Was sind aber nun die Themen, die die Tierärzte in ihrer Grundlagenarbeit behandeln? Bei den Kleintieren ist Krebs ein „ganz großes Thema“. Dadurch, dass auch die Tiere immer älter würden, erkrankten sie auch häufiger an Krebs. Hier befassen sich die anthroposophischen Tierärzte mit der Frage, wie ihnen z.B. mit Misteltherapie geholfen werden kann.
„Bei den Nutztieren profitieren wir viel von den Beschreibungen der Tiere und ihres Wesens im landwirtschaftlichen Kurs von Rudolf Steiner. Neben der Behandlung spielen immer auch Themen wie Fütterung und Haltung eine große Rolle. Bei den Kleintieren orientiert man sich hier an der Humanmedizin und schaut, was man da übernehmen kann in Kombination mit einer gründlichen Tierwesenskunde des Hundes oder der Katze“, berichtet Dr. Goebel.
Fortbildung
Kurse zur Fortbildung zur anthroposophischen Tiermedizin hat es auch in Deutschland schon mehrfach gegeben, sogar solche, die offiziell als Fortbildung anerkannt worden sind. In der Arbeitsgruppe bei der Tagung in Dornach wird eine Ausbildung nach italienischem Vorbild diskutiert, wie Koordinatorin Dr. Sabrina Menestrina in ihrer Einladung mitteilt. Seit 16 Jahren gibt es dort eine interdisziplinäre Fortbildung für Ärzte, Zahnärzte, Tierärzte und Apotheker.

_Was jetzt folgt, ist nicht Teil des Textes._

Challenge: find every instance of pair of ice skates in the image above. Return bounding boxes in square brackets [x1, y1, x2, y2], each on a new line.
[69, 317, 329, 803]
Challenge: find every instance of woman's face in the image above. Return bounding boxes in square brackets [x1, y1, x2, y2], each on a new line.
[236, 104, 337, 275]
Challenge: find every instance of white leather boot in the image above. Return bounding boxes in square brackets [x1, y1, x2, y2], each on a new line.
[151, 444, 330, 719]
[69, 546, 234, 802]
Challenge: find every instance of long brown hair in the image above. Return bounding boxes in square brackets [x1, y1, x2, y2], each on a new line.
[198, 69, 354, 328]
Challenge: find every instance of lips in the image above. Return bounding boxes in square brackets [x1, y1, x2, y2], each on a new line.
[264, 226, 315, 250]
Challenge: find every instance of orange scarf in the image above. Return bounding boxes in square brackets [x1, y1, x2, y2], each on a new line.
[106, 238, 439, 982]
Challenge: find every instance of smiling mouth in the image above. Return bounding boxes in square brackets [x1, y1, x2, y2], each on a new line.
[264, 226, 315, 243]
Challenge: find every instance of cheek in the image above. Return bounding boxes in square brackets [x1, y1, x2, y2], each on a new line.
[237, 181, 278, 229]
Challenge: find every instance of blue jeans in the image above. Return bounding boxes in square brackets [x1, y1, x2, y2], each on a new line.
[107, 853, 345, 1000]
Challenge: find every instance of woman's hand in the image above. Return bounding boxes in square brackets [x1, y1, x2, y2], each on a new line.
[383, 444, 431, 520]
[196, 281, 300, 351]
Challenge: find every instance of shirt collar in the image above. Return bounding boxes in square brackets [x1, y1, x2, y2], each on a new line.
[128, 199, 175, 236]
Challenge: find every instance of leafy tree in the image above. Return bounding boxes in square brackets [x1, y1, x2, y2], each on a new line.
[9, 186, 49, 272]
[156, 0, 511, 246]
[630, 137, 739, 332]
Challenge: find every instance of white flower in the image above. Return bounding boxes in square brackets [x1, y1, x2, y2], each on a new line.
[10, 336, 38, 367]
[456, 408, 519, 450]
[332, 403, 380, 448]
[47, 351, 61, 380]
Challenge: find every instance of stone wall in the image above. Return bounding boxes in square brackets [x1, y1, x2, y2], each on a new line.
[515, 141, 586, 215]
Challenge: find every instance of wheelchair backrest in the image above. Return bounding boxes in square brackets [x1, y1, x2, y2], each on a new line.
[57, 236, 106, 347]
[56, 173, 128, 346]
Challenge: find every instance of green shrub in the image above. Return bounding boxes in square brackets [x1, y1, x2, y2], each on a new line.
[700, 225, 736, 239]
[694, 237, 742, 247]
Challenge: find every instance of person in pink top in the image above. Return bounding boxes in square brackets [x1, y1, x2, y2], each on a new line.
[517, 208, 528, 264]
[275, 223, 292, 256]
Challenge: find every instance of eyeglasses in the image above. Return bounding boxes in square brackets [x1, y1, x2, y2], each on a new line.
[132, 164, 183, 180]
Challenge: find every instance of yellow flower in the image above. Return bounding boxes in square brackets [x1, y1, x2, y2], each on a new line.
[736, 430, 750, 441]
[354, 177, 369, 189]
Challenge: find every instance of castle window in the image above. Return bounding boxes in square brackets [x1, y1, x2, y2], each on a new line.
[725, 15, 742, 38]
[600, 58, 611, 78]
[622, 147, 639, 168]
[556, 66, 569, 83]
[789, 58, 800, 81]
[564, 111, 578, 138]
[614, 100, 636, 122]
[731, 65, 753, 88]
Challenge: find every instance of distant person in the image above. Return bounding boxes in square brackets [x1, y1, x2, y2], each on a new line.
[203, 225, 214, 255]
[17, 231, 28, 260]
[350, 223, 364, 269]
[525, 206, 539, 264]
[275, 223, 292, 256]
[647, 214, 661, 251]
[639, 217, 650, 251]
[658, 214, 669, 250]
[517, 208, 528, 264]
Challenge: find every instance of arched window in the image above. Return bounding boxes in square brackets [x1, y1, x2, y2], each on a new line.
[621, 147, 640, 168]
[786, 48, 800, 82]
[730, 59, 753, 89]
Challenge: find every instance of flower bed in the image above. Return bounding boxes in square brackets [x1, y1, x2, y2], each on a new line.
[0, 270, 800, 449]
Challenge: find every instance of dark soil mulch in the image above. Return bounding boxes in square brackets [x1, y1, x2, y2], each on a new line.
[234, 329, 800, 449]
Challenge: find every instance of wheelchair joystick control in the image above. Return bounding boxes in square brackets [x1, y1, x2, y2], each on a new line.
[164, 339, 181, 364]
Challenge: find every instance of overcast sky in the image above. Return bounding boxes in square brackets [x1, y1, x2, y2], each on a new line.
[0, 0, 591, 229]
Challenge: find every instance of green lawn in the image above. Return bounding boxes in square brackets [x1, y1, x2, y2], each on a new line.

Dieses Vorgehen sei besonders wertvoll, weil in ihr verschiedene medizinische Erfahrungen zusammenfließen, schreibt Dr. Menestrina. Es sei auch die einzige, von der Medizinischen Sektion international anerkannte Ausbildung.
Die nächste dreijährige Ausbildung wird im September in Mailand starten. Für die Ausbildung in Deutschland wird an den Standort Stuttgart gedacht und nach Möglichkeit soll sie auch schon 2019 beginnen.